Suchen nach dem wesentlichen Bestandtheil zum russischen Salat bleibt vergebens, und erst Abends wird Minka erwischt, wie sie eben den Rest der verflossenen Kalbskeule verzehrt. Sie hatte dieselbe sofort nach dem Raube im Garten vergraben und mit großer Weisheit die Zeit der Aufregung erst vorübergehen lassen.

Man wird vielleicht sagen: „das sind schlechtgezogene Hunde,“ aber erstens sind es nicht meine Hunde, und andererseits wäre erst noch der Beweis zu liefern, ob es überhaupt möglich ist, Hunden solche Unarten abzugewöhnen, wenn man ihnen einmal so viel persönliche Freiheit läßt, wie es hier der Besitzer auf Grund eigner Erfahrung zur schöneren Entwickelung der Thiere für gerathen hält. Wenn man jeden Hund in der Nacht an der Kette hält, auch am Tage ihn nicht ohne directe Aufsicht läßt, so kommen solche Sachen natürlich nicht vor, aber nicht weil der Hund besser gezogen ist, sondern weil es ihm eben unmöglich ist, zu sündigen (was ja auch bei’m Menschen eine sehr billige Tugend ist), und es ist selbstverständlich, daß bei einem Thier die ihm eigenthümlichen Instincte, und der Hund ist doch ein Raubthier, sich um so mehr entwickeln werden, je mehr ihm die natürliche Freiheit gelassen wird. Mir ist ein solcher Hund viel interessanter als eine gutgezogene willenlose Schlafmütze, die den Charakter, zu dem sie eigentlich verpflichtet ist, fortwährend verleugnet.

Die gemeinschaftlichen Spaziergänge mit den Hunden in’s Freie habe ich schon erwähnt.

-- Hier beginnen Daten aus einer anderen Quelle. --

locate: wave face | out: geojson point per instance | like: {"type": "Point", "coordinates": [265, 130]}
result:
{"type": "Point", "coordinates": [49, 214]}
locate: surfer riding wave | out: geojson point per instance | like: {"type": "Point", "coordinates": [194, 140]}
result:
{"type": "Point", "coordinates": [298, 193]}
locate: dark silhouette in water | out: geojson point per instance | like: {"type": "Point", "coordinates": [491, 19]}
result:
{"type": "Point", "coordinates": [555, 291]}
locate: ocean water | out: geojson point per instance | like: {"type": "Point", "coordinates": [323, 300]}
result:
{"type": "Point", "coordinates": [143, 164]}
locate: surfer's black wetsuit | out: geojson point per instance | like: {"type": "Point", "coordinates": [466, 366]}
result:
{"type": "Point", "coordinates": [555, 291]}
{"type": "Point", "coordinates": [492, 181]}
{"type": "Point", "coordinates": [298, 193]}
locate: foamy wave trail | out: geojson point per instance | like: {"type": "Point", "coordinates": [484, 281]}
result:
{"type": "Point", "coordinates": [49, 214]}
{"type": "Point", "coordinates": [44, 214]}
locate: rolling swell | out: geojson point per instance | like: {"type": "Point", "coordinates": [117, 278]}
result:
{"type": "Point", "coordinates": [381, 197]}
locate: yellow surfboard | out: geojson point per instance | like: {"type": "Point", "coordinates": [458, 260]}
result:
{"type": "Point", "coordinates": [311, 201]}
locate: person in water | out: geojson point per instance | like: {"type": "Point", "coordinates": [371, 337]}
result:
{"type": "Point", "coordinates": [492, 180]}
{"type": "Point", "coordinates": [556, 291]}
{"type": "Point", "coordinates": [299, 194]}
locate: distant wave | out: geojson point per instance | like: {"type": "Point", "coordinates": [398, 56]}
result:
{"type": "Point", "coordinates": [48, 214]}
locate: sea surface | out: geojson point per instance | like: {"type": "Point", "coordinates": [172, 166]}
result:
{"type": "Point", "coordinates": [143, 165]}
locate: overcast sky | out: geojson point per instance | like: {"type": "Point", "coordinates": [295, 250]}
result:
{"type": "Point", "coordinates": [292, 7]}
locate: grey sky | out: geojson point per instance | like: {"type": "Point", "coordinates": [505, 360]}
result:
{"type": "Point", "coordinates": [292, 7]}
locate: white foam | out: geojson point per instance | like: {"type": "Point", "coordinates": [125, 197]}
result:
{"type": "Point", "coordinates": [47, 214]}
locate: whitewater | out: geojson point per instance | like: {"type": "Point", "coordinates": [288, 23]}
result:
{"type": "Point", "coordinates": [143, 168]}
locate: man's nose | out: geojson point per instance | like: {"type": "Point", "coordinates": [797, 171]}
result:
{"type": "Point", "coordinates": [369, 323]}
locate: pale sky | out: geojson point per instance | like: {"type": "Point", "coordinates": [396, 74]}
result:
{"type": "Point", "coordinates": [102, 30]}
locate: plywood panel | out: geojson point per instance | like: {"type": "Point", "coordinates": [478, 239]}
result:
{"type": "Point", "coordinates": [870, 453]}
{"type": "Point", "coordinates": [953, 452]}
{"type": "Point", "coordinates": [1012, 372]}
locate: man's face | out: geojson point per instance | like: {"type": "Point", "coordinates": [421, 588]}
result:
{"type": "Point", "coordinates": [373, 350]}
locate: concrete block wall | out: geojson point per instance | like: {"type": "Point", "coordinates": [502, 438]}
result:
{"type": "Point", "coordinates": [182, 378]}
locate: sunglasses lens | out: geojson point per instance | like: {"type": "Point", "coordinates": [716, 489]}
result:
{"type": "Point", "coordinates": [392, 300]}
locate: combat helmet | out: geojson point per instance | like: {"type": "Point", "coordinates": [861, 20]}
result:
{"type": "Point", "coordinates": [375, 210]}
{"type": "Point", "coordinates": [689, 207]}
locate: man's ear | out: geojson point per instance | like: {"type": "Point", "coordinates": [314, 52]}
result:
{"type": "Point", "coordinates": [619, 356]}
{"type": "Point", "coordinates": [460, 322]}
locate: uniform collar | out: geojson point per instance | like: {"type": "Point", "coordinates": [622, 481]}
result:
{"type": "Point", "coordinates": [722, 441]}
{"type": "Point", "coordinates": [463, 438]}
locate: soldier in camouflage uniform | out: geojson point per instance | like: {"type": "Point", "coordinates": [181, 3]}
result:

Für die Hunde, natürlich alle ohne Halsband und Maulkorb, also in makelloser Kopf- und Halsbehaarung, ist dies ein Hauptgenuß, um so größer aber der Schmerz, der ihre Seele durchbebt, wenn ihnen einmal beim Ausgange des Herrn das Hofthor verschlossen bleibt. Unendliches Heulen und Bellen erschallt, alle richten sich am Gitter auf, oder springen an demselben mit verzweifelten Sätzen empor, bis der Herr ihren Augen entschwunden ist oder ein menschliches Rühren fühlt und Gewährung winkt. Geht aber dann das Thor auf, so fliegen gleich abgeschossenen Pfeilen die Thiere hervor, der sich zuerst durchdrängende Cäsar voran, aber bald überholt von der schlanken Minka, und hinter ihnen mit fröhlichem Geheul die Jungen. Höchlich muß man sich dann in Acht nehmen, von den überfreudig heransetzenden Hunden nicht umgeworfen zu werden, besonders wenn, wie zur Zeit meiner Anwesenheit, Glatteis ist. Durch solche öftere Begleitung ist natürlich bei den Hunden die Vorstellung des selbstverständlichen Mitgehens bei jedem Gange entstanden, und sie suchen daher, sowie sie ihren Herrn vermissen und auf irgend eine Art aus dem Hofe herauskommen, denselben schleunigst, nicht etwa durch bloße Deputation, sondern in ganzer Masse, auf und finden ihn stets, sei es im Schulexamen, Gerichtssaal, Rathhaus etc., was gewiß sehr interessant, aber nicht immer angenehm sein mag. Auch auf stundenweit entfernte Orte folgen sie der Spur ihres Herrn, suchen ihn der Reihe nach in jedem Orte, wo er sich aufgehalten, und freuen sich dann ganz unmenschlich, wenn sie ihn endlich gefunden, mag auch die Toilette, in der sie sich z. B. bei schlammigem Wege ihrem Herrn vorstellen, andere Gefühle bei demselben hervorrufen.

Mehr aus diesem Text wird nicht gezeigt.